AND and OR conditions

OR conditions

  • Evaluate OR conditions
SELECT * FROM drivers
WHERE (nationality = 'Brazilian') OR (nationality = 'German');

AND conditions

  • Evaluate AND conditions
SELECT * FROM drivers
WHERE (nationality = 'German') AND (driver_id = 3);

Data description

Aggregate

  • To compute aggregate statistics use a statistic function, such as SUM() or AVG()
  • The AS is an alias which assigns a name to the aggregate statistic
SELECT SUM(victories) AS sum_victories,
       COUNT(*) AS num_rows,
       AVG(victories) AS mean_victories,
       MIN(victories) AS min_victories,
       MAX(victories) AS max_victories
FROM drivers;

Sort

  • Use ORDER BY to sort the data
  • Order in ascending order of victories with ASC (DESC for descending)
SELECT driver_name, victories FROM drivers
ORDER BY victories ASC;

Exercise 02

  • List drivers who are either ‘German’ or ‘British’ and have victories greater than 50
  • List all drivers with victories greater than the average victories
    • Hint: you will have to run another SELECT command to get the average victories (a subquery)
    • Aggregate functions are not allowed in the WHERE clause. See the reason why here. More about subqueries here.
    • We will see another way to do this soon (with HAVING)
  • Appendix 02

Groupby + Aggregate

Groupby

  • Use GROUP BY to group data by a column
SELECT nationality,
       SUM(victories) AS sum_victories,
       AVG(victories) AS mean_victories,
       MIN(victories) AS min_victories,
       MAX(victories) AS max_victories
FROM drivers
GROUP BY nationality;

Round

  • Use ROUND() to round the values
  • The first argument is the value to be rounded and the second is the number of decimal places
SELECT nationality,
       SUM(victories) AS sum_victories,
       ROUND(AVG(victories), 1) AS mean_victories,
       MIN(victories) AS min_victories,
       MAX(victories) AS max_victories
FROM drivers
GROUP BY nationality;

Filtering after aggregating with HAVING

  • Use HAVING to filter variables after aggregating
  • This differs from WHERE, which is used to filter variables before aggregating
SELECT nationality,
       SUM(victories) AS sum_victories,
       ROUND(AVG(victories), 1) AS mean_victories,
       MIN(victories) AS min_victories,
       MAX(victories) AS max_victories
FROM drivers
GROUP BY nationality
HAVING SUM(victories) > 50;
  • The command above computes the same table as the previous one
  • Then filters with HAVING

Python vs. SQL

  • Here are some equivalences between Python and SQL commands
SQL Command Pandas Equivalent
SELECT df[['column1', 'column2']]
INSERT INTO df.loc[new_index] = new_row or df = df.append(new_row, ignore_index=True)
WHERE df[df['column'] == value]
GROUP BY df.groupby('column')
HAVING df.groupby('column').filter(lambda x: condition)
ROUND() df['column'].round(decimals)
Aggregate Functions df.groupby('column').agg({'col1': 'sum', 'col2': 'mean', 'col3': 'min', 'col4': 'max'})


-- SQL
SELECT nationality,
       SUM(victories) AS sum_victories
FROM drivers
GROUP BY nationality
HAVING SUM(victories) > 10;
# Python
import pandas as pd

# Group by 'nationality' and calculate 'sum_victories' using agg()
result = (
    drivers.groupby('nationality')
    .agg(sum_victories=('victories', 'sum'))
    .reset_index()
)

# Apply 'HAVING' condition
result = result[result['sum_victories'] > 10]

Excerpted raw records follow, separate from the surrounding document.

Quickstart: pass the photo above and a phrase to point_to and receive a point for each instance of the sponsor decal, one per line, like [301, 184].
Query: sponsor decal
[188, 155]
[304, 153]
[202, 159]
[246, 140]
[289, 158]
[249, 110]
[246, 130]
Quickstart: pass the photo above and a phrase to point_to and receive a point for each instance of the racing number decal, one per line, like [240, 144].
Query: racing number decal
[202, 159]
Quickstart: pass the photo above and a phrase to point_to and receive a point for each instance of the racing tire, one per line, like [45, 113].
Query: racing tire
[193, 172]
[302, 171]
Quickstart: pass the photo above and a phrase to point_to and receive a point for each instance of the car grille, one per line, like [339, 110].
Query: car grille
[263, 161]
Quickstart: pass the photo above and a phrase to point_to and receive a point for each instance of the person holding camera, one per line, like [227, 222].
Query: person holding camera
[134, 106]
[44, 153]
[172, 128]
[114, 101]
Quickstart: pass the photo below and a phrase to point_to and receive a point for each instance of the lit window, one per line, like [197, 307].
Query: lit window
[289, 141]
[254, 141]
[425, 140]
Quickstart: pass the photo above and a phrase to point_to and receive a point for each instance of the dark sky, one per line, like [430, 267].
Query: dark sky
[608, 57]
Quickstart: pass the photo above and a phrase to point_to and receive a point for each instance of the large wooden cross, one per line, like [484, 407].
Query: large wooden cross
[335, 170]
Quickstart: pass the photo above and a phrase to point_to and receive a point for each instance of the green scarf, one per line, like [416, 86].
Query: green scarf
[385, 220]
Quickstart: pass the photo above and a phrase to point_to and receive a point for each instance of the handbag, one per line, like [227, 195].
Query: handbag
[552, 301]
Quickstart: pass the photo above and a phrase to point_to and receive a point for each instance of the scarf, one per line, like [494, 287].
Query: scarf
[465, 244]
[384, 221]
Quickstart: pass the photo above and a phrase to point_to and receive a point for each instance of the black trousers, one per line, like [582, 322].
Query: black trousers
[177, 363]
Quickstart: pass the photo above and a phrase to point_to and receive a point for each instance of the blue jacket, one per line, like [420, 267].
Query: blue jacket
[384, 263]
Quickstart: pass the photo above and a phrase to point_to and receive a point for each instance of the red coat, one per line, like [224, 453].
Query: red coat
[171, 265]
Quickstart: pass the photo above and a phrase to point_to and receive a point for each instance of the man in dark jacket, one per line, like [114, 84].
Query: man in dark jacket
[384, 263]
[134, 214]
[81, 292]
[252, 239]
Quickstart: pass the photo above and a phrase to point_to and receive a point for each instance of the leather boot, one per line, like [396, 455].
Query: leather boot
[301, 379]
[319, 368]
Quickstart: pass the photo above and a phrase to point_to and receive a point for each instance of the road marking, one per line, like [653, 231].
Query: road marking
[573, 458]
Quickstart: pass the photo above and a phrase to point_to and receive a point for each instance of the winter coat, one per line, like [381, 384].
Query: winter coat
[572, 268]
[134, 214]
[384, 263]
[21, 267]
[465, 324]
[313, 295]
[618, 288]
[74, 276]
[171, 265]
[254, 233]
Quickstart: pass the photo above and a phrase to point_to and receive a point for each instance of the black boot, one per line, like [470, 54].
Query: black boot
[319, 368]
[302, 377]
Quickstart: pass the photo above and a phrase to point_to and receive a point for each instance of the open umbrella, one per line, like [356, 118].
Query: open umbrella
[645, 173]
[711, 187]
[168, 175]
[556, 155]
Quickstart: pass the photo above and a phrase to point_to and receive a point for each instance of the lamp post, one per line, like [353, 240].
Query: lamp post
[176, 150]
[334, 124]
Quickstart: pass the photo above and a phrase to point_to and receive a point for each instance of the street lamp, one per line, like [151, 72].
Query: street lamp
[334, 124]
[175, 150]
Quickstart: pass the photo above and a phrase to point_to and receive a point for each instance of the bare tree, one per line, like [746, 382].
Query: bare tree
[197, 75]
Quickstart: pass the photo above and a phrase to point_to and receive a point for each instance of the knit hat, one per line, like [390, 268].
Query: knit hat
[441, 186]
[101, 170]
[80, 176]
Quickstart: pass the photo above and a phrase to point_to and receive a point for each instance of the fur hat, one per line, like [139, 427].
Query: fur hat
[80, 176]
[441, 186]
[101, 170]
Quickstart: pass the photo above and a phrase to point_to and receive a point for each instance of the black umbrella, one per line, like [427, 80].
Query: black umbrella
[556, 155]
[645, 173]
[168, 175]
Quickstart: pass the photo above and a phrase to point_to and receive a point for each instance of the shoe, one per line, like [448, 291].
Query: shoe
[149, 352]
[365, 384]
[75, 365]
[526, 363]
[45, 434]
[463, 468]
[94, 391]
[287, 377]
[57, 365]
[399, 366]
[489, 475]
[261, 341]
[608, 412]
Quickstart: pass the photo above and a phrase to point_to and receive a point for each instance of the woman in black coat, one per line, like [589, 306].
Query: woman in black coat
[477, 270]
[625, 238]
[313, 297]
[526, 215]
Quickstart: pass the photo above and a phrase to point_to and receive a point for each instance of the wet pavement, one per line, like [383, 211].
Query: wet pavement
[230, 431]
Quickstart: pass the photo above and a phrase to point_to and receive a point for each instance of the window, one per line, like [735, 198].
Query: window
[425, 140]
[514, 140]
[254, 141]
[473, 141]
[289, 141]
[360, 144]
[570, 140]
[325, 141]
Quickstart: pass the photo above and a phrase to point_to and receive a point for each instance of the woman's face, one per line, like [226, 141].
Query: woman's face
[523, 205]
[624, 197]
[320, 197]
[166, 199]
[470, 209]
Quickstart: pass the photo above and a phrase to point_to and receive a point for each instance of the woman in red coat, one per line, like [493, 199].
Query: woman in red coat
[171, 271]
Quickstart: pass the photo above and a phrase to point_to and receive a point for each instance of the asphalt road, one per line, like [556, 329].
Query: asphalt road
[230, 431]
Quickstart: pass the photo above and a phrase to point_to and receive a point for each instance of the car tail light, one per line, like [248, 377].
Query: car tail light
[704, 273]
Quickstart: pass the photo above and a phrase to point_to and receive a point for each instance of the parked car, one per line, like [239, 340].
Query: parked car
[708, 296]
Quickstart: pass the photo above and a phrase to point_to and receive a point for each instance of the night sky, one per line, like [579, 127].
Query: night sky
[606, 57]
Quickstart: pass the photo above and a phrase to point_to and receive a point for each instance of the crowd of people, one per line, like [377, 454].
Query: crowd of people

Do you want to learn more? 🤓

And that’s it for today! 🚀

See you next time! 😊

Appendix 01

  • Here is the code to create the students table and add the rows
  • You can paste this code into the SQL editor and click on the Execute (▶️) button to run the code
DROP TABLE IF EXISTS students;

CREATE TABLE students(
    student_id int,
    student_name varchar(30),
    major varchar(30),
    gpa float
);

INSERT INTO students VALUES (1, 'John Doe', 'Computer Science', 3.5);

INSERT INTO students VALUES (2, 'Jane Doe', 'Mathematics', 3.8);

SELECT * FROM students;

Appendix 02

  • Here is the code to list drivers who are either ‘German’ or ‘British’ and have victories greater than 50
SELECT driver_name, nationality, victories
FROM drivers
WHERE (nationality = 'German' OR nationality = 'British') AND victories > 50;

SELECT driver_name, victories
FROM drivers
WHERE victories > (SELECT AVG(victories) FROM drivers);